Still, Doctor Allen was offering a warm bed, warm food, and time to find another way to kill myself before my landlord kicked me out on my ass. I can’t say I craved hospital food, but it was a meal I wouldn’t have to pay for. Given my only remaining bank account was overdrawn and suspended, I leaned back in my bed and forced a smile.

“Thank you.”

I meant it. She seemed nice.

She simply nodded. “Regarding your throat. Would you like to file a police report?”

I shook my head once more. I didn’t even know what I’d say to the police. Be on the lookout for a runaway train?

From the way Doctor Allen sighed, I suspected the people she most wanted to help rarely filed police reports. “I can recommend a list of shelters for you to visit after you check out. Most have waiting lists, but I can call ahead and reserve you a spot.”

“Thanks, Doc. That’d help.” I had no use for shelters, but I suspected it would make her feel better if she thought she’d truly helped me. That might bring her peace.

A smile softened her face. “We’ll speak again tomorrow. If the pain grows worse, click the button by your bed and a nurse will check on you. Feel better, Mister Copeland.”

“Ryder.”

She offered another pleasant smile. “A nurse should be by in a few minutes with dinner… Ryder. Try to get some rest.” She strode out the door with a swish of soft shoes.

I settled against the flimsy pillow and considered her suggestion.
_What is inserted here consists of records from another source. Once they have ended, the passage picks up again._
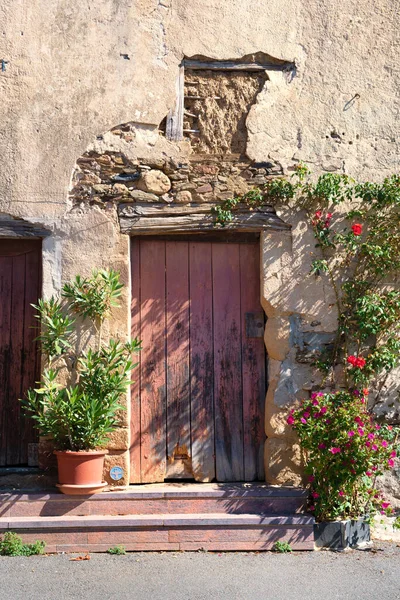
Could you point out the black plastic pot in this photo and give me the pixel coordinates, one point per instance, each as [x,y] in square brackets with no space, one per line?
[339,535]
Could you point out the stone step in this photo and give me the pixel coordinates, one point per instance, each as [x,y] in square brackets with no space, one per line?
[215,532]
[160,499]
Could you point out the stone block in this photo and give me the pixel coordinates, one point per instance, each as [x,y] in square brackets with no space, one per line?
[139,196]
[154,182]
[276,422]
[184,197]
[277,335]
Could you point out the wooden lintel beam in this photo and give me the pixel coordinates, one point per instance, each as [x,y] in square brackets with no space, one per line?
[219,65]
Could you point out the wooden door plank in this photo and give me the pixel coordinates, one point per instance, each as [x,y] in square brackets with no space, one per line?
[30,350]
[135,470]
[253,365]
[5,332]
[178,382]
[153,372]
[227,363]
[201,362]
[16,351]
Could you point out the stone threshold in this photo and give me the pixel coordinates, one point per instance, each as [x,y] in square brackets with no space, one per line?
[165,490]
[166,520]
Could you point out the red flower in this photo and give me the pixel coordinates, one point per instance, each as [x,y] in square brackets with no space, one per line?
[356,229]
[356,361]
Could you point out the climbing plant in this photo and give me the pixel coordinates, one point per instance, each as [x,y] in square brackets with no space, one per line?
[357,237]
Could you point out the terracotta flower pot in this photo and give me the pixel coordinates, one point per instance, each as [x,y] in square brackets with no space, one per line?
[80,473]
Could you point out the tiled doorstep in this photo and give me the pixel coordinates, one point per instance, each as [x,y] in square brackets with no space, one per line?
[137,521]
[169,490]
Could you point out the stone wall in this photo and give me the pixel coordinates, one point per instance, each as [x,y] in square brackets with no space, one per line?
[74,70]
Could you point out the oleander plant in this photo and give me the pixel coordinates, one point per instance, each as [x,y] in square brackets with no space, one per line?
[357,237]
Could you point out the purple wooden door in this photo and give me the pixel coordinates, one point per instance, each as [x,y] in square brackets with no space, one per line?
[20,282]
[199,391]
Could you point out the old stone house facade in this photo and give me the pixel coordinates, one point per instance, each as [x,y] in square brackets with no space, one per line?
[123,123]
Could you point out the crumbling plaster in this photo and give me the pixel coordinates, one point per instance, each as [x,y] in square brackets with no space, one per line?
[75,70]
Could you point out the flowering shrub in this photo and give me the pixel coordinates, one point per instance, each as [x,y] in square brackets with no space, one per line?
[357,233]
[346,450]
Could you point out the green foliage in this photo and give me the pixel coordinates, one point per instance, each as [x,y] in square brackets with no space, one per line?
[95,296]
[357,238]
[346,450]
[81,413]
[319,266]
[119,550]
[12,545]
[56,327]
[282,547]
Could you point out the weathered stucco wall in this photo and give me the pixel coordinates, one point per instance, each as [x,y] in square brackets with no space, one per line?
[76,70]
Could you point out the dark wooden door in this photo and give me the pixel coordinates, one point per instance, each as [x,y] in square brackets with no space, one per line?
[20,283]
[199,391]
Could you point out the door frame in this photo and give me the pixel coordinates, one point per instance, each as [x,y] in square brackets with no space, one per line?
[232,236]
[14,244]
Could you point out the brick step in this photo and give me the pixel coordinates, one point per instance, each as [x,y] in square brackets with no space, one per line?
[213,532]
[160,499]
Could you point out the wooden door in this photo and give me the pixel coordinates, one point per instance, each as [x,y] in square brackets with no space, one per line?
[20,284]
[199,391]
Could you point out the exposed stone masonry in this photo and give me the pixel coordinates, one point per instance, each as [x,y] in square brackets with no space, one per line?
[101,178]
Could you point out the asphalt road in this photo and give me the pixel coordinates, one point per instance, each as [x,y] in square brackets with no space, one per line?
[365,575]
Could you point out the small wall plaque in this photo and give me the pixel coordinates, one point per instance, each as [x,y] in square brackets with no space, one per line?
[116,473]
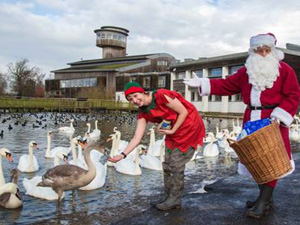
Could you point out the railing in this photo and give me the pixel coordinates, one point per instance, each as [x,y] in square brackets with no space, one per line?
[62,104]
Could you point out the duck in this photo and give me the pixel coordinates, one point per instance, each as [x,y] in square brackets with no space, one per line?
[70,177]
[211,149]
[46,193]
[7,154]
[66,129]
[7,191]
[29,163]
[11,200]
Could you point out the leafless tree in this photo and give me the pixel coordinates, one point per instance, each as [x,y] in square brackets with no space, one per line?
[24,80]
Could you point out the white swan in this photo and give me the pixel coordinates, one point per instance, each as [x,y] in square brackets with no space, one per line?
[11,200]
[150,161]
[67,130]
[129,167]
[6,153]
[28,163]
[70,177]
[43,192]
[211,149]
[95,135]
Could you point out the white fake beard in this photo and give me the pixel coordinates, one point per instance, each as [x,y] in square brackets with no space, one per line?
[262,71]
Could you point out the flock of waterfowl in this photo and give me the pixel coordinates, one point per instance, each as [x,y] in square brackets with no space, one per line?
[87,170]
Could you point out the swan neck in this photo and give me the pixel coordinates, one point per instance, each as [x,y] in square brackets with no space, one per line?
[31,158]
[2,181]
[56,161]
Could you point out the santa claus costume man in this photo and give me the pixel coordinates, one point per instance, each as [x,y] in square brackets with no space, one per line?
[270,89]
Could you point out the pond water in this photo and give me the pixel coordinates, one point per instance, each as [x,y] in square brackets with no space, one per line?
[118,190]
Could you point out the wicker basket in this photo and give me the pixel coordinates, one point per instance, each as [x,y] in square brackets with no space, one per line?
[263,153]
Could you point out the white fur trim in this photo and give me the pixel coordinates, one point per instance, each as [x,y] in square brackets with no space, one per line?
[283,116]
[261,40]
[255,101]
[242,170]
[205,87]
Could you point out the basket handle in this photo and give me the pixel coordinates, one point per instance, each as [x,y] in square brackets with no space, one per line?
[231,141]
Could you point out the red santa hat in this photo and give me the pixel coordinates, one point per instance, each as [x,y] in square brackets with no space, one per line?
[268,39]
[133,87]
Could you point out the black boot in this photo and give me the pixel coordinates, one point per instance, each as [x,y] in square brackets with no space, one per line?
[250,204]
[174,199]
[263,204]
[167,184]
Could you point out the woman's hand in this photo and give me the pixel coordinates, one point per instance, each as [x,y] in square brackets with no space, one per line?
[116,158]
[166,132]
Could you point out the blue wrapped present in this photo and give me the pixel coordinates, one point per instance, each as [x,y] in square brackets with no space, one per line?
[252,126]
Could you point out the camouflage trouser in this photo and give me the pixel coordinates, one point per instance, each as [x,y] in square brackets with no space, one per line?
[175,160]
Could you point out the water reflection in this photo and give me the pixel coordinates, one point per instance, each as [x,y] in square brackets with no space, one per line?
[118,189]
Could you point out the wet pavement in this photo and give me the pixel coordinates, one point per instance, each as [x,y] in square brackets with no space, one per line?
[223,203]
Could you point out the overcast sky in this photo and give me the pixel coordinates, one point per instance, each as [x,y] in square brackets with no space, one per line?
[52,33]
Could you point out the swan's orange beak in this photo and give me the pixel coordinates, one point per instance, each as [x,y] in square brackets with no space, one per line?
[9,157]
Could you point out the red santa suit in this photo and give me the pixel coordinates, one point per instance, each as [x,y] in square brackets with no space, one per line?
[282,97]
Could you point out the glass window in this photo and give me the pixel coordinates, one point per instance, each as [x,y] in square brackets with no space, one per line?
[93,82]
[233,69]
[181,75]
[162,81]
[146,82]
[215,72]
[133,79]
[199,73]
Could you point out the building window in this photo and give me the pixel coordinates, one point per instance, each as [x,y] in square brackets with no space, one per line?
[87,82]
[181,76]
[162,81]
[133,79]
[162,63]
[238,98]
[215,72]
[146,82]
[233,69]
[199,73]
[218,98]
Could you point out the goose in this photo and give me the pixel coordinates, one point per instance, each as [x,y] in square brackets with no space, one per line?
[211,149]
[7,192]
[28,163]
[129,167]
[227,148]
[67,130]
[70,177]
[11,200]
[46,193]
[150,161]
[6,153]
[95,135]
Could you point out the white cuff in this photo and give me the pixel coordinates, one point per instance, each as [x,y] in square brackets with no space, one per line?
[205,87]
[282,115]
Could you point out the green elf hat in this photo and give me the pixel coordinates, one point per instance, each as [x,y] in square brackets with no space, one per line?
[132,87]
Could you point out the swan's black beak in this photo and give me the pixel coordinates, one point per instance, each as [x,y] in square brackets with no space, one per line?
[9,157]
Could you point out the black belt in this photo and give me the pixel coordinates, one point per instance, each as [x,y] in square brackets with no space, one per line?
[262,107]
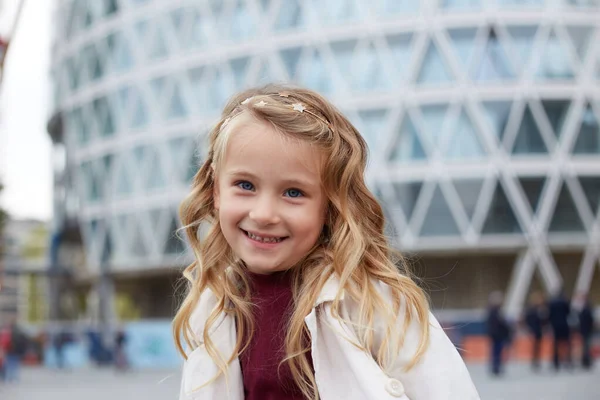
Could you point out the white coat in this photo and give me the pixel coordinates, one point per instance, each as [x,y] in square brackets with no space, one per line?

Rest. I could try that, but then I might dream about that mumbling ratty-haired psycho stabbing Mom in the chest as I shrieked helplessly, bound to a chair. So, I decided not to nap right away.

A breathy and beautiful female voice spoke from my right. “Ryder?”

My eyes snapped to the woman floating outside my hospital room’s window. Her bronze skin gleamed despite the dark, and her brown hair floated like her willowy blue toga. Her eyes glowed blue. Oddly, her choice in clothing was the only thing that struck me as odd.

I wondered if she was cold out there. It was early February. Still, I smiled as it became abundantly clear I was neither awake nor alive. That was a big relief.

It turned out I wouldn’t have to deal with that pesky medical debt after all.